Igualmente é digno mencionar o poeta Patativa do Assaré, que nunca encontrei pessoalmente, mas era um ícone onipresente no Ceará, recitado no rádio, na TV, citado em livros, admirado nas universidades. Era um verdadeiro gênio. Cego, memorizava de cor todos seus inúmeros poemas, se tornando um museu vivo da própria obra.

Arthur Bispo do Rosário

Uma estranha personalidade que também me marcou na adolescência foi um cara desconhecido da maioria dos brasileiros e que nem costuma ser listado entre nossos escritores e artistas: o "louco" Arthur Bispo do Rosário.

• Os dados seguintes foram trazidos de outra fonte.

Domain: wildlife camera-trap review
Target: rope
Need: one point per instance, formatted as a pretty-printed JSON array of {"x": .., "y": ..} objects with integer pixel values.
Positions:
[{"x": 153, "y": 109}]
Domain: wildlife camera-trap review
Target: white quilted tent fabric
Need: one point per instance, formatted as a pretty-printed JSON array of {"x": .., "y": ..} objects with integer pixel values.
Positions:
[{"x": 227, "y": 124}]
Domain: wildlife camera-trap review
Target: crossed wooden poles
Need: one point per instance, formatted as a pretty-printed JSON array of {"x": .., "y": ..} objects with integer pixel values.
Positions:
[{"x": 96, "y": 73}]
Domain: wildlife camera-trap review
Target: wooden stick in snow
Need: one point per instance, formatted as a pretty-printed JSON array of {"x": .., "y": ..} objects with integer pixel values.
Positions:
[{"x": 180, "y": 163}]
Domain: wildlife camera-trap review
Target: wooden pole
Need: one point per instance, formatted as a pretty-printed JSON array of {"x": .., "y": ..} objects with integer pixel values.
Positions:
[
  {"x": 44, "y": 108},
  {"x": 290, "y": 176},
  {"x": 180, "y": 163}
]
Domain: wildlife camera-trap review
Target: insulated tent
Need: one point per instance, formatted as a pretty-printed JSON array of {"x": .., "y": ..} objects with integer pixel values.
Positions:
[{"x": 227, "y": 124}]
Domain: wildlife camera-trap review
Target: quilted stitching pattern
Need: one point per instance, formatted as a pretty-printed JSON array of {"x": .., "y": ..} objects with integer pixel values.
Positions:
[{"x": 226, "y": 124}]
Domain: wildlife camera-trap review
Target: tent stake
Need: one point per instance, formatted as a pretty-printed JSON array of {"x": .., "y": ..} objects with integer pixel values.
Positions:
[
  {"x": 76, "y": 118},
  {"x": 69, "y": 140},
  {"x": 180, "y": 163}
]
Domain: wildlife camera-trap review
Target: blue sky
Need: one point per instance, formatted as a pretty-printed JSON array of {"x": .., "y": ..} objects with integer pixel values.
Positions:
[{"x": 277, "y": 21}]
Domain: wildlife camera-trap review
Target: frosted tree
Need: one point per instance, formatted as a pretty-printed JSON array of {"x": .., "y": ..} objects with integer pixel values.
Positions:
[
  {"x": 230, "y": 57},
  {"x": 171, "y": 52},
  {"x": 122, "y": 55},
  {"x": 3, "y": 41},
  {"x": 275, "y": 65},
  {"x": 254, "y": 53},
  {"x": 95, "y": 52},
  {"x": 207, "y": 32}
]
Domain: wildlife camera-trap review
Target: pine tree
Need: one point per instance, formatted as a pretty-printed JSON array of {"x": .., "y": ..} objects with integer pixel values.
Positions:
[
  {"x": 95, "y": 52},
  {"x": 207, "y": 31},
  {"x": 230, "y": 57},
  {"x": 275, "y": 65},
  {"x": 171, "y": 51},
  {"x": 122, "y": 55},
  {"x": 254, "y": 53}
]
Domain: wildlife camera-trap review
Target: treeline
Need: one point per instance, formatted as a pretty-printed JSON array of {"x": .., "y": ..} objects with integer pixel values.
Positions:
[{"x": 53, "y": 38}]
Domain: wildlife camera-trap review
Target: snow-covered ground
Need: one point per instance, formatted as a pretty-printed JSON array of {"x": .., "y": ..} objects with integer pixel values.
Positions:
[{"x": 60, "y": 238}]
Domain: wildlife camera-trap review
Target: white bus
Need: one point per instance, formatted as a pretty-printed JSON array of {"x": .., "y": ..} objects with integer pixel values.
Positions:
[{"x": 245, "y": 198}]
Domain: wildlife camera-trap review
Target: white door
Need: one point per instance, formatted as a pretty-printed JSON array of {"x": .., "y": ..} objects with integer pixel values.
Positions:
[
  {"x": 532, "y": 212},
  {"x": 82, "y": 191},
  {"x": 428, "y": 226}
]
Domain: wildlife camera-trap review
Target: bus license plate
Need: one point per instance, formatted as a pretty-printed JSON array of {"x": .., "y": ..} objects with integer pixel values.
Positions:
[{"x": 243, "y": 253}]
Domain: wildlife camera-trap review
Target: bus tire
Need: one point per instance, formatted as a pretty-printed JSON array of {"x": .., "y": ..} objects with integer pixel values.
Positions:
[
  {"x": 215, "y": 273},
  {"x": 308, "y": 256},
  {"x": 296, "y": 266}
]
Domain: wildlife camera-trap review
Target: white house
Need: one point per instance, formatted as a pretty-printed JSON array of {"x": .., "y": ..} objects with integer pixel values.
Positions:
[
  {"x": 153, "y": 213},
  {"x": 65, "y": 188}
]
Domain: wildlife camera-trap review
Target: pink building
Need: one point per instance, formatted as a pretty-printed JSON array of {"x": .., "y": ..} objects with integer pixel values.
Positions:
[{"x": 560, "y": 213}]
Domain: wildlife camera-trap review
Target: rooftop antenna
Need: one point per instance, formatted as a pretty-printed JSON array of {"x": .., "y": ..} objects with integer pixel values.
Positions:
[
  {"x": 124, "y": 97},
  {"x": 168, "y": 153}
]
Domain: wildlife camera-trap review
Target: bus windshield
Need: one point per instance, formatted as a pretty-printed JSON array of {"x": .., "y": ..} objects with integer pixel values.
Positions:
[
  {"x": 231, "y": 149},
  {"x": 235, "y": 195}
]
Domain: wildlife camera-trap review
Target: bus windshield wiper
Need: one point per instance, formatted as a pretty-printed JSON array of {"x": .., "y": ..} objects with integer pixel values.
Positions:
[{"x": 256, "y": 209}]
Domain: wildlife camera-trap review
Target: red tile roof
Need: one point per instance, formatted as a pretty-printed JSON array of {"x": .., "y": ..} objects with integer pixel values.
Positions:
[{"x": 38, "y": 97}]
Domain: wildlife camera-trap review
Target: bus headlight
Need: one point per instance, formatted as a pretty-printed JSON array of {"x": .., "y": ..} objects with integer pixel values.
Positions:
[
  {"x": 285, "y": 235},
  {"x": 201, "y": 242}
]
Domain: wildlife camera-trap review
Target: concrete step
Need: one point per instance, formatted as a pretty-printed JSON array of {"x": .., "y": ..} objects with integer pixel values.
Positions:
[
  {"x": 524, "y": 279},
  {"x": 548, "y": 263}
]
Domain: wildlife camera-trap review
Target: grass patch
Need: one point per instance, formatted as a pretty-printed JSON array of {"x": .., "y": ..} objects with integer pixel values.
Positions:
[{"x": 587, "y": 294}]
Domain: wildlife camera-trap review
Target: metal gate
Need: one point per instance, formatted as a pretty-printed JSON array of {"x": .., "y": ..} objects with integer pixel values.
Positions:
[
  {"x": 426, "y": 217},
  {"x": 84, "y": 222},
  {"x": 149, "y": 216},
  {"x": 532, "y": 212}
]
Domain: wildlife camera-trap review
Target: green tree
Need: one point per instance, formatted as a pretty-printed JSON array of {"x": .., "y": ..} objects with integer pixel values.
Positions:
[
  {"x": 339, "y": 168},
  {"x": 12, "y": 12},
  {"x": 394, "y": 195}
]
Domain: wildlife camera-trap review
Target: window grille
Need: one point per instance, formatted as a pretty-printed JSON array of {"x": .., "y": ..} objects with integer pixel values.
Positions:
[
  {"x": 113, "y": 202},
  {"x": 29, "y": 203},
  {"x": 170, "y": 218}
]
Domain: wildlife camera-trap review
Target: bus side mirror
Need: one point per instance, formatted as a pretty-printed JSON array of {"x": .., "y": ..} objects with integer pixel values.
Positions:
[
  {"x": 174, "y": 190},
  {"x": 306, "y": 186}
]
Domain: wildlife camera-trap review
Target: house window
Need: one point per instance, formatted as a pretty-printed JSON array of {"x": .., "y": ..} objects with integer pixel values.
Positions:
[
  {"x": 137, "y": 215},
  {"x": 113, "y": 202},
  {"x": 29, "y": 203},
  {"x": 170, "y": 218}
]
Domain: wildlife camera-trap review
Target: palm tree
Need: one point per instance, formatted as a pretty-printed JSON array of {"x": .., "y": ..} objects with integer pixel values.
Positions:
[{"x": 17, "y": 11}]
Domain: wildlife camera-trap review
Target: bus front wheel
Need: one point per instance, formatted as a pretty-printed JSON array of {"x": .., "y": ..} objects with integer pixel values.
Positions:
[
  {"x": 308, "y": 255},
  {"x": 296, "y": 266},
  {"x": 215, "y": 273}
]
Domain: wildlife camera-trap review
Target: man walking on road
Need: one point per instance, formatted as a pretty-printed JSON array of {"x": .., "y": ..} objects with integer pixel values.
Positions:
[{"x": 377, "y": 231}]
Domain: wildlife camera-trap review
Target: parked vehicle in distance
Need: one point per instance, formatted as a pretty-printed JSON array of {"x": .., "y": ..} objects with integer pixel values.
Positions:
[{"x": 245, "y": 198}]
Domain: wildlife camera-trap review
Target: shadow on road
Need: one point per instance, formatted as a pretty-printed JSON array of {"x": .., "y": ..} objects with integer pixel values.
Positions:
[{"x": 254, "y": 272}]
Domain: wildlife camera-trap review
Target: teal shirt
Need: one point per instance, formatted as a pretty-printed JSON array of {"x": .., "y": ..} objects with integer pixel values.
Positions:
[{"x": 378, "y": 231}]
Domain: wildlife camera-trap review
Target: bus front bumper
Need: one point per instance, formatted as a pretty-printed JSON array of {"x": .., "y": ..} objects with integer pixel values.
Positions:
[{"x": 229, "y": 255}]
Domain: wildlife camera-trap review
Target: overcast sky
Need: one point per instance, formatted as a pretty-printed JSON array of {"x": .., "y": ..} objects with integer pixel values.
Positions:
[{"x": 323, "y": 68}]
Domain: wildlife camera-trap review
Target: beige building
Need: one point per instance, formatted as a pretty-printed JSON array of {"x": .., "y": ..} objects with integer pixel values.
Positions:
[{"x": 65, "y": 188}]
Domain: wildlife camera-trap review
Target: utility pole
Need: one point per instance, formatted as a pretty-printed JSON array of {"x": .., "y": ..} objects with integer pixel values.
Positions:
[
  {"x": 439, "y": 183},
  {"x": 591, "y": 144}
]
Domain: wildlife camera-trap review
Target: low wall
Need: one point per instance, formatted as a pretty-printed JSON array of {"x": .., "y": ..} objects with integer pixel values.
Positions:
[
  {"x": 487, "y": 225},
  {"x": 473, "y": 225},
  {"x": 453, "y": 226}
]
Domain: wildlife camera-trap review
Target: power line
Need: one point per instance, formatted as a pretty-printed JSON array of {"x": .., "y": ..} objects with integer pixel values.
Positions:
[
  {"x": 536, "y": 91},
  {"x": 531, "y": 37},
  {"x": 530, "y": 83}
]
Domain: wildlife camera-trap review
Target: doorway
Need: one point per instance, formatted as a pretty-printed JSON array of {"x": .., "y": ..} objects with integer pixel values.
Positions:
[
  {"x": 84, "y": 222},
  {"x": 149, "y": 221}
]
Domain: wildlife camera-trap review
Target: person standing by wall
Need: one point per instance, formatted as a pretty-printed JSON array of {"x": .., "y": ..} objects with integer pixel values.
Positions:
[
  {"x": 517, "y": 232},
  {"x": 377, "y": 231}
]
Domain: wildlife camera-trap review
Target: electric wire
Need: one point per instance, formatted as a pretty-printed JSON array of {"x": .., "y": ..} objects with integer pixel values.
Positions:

Assim como o Lacarmélio, tomei conhecimento dele em alguma reportagem da TV, mas desenvolvi um interesse imediato. Pena que na época não havia internet para que eu procurasse saber mais sobre sua obra. O fato é que ele de alguma forma deixou uma marca em mim, talvez porque ele demonstrava sinais de hipergrafia (falei sobre hipergrafia em outro post²). Ele produzia painéis e bordados cheios de escrituras, algumas indecifráveis. 

Arthur Bispo do Rosário

Arthur Bispo do Rosário

Como uma espécie de concretista (aliás, os concretistas foram outros que fizeram minha cabeça na adolescência), ele usava as palavras como uma forma de decoração de suas obras plásticas. Rosário viveu praticamente a vida inteira internado num tradicional sanatório e era lá que criava seu mundo particular com textos, desenhos e objetos. Parecia um antigo profeta bíblico.

Beakman's World

Falando em loucura, tinha um cara que fazia um estilo cientista louco e que foi o personagem mais nerd que conheci na TV. O programa O Mundo de Beakman, que passava na TV Cultura, me encantava. Era um show de informações diversas, úteis e inúteis, incentivando nas crianças o gosto pela ciência. Sempre gostei e Beakman me fez gostar mais ainda.

Zé do Caixão

Por fim, há ainda outro ser que impressionou a minha mente juvenil: o cineasta Zé do Caixão. Na verdade não lembro se cheguei a assistir a algum filme dele na adolescência, mas ele se tornou minha companhia televisiva no programa Cine Trash, da Bandeirantes. Ele era o apresentador e tinha um estilo totalmente diferente de todos os outros, pois era sinistro e jogava pragas em quem mudasse de canal, sem contar o visual diabólico e as unhas enormes. 

O programa, fazendo jus ao nome, exibia filmes de terror trash, mas bem trash mesmo, filmes indies de baixíssimo orçamento, com muito gore e muito tosqueira. Nossa, eu adorava!

Sempre gostei de terror desde muito cedo. Muuuito cedo. Lembro de ter assistido ao primeiro A Hora do Pesadelo com uns 6 ou 7 anos e obviamente não consegui dormir. A cena em que o jovem Johnny Depp é engolido pela cama que depois espirra todo o sangue me deixou com alucinações quando fui tentar dormir. Pois é, não à toa filme de terror não é classificado para crianças, mas eu assistia mesmo assim.

Enfim, foi essa mistureba que alimentou minha imaginação na mocidade: quadrinhos, animes, cordel, poesia pré-moderna e moderna, espiritualismo, cyberpunk, artistas esquizofrênicos e terror trash.